MR. MALPASS: No, I wouldn't characterize it that way. We have been very concerned by the situation for many weeks. I made the first initial announcements or descriptions, by tweet, and also, we did press commentary or statements (MR. THEIS: the first statement was in January).

With your reference to Riyadh, for those on the call that didn't get it, there was recently a G-20 meeting in Riyadh, I didn't attend but senior World Bank staff did attend that's not connected to the timing. We have tried to be taking important decisions throughout this process as new information became known. And with that, I want to turn to Dr. Pate again on the uncertainty about the health (situation), I think it's important to describe both his involvement, which has been extensive, and then the evolution of the information on health.

DR. PATE: Thank you. Since January we've been working very closely with WHO in the context of the global strategic response plan but also in terms of supporting countries, as they assess and respond to this outbreak. Several countries already we have been supporting and will deepen that as we go forward. But a shift, I think has occurred over the last week or so in terms of the epidemiology. Once it got out of China, we know that there are lots of new cases that are coming from countries outside China, more so than let's see what we had seen in the past, where the epidemic was growing mostly in China, in Hubei province. And so, the weakest countries are most vulnerable. And so, we need to double up in terms of helping them stand up the response capacity, but also build their resilience over time. And I think that's what you are seeing: an evolution of our thinking as the epidemic itself unfolded. This is a virus that has been here only for eight weeks or so since we've known about it. But within that there has been tremendous effort by multiple actors, including the bank, and WHO and others to deal with it.

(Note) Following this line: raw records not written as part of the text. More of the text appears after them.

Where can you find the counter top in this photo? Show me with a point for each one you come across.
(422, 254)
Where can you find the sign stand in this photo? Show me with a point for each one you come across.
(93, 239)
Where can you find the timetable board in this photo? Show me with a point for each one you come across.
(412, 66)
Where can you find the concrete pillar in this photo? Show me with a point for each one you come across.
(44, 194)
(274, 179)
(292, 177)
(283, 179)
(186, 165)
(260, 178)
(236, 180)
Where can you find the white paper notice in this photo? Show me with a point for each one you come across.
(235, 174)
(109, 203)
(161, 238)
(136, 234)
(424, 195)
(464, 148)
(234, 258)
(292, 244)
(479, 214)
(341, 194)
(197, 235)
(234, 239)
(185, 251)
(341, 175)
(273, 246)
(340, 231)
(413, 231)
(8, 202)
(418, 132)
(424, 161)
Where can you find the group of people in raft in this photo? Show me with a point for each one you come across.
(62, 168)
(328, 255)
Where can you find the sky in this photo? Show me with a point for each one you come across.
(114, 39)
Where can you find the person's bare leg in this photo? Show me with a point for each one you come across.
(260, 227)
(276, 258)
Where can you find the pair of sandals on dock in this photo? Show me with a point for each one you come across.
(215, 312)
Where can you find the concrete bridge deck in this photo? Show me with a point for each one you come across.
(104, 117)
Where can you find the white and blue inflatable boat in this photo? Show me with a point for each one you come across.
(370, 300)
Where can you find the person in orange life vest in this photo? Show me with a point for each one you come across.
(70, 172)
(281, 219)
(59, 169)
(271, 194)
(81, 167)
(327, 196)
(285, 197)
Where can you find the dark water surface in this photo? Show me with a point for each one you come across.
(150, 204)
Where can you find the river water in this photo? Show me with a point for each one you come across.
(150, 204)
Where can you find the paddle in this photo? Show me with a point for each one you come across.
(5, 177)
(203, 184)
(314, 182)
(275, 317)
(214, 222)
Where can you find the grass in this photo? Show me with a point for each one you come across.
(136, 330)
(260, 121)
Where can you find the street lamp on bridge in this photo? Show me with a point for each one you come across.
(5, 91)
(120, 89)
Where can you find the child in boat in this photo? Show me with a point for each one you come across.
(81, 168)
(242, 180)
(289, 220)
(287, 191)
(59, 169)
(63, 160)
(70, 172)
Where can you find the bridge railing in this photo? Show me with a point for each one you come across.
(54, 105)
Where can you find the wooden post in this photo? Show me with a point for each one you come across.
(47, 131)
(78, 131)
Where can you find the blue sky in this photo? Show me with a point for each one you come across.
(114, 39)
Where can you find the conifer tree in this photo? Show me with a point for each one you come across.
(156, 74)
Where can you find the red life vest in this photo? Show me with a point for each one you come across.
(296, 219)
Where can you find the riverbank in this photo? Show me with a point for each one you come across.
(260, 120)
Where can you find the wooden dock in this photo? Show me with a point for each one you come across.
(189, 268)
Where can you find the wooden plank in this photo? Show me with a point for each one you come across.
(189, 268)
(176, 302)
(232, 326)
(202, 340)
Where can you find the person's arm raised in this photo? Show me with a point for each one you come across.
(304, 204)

MR. MALPASS: And people inside the Bank, and I want to thank them, they have been working very hard on this, and have been working very hard with regard to the crisis for many weeks. I think it's important to recognize this as a continuum. The decisions that we're making now are relevant to the understanding of the crisis; and also, it's the preparation of a sizable financing package. To conclude us, we've got a $12 billion package that's intended to be fast, available on a rapid basis to respond to this evolving crisis.

MR. THEIS: Thanks. All right before we close the call, I just want to remind anyone, in case you dialed in late, that the contents of this call and all materials are under strict embargo until 4pm DC time today. And with that, I want to thank folks for dialing in I know that this is a busy Super Tuesday, so thanks for taking the time. Bye.

This transcript has been edited for clarity.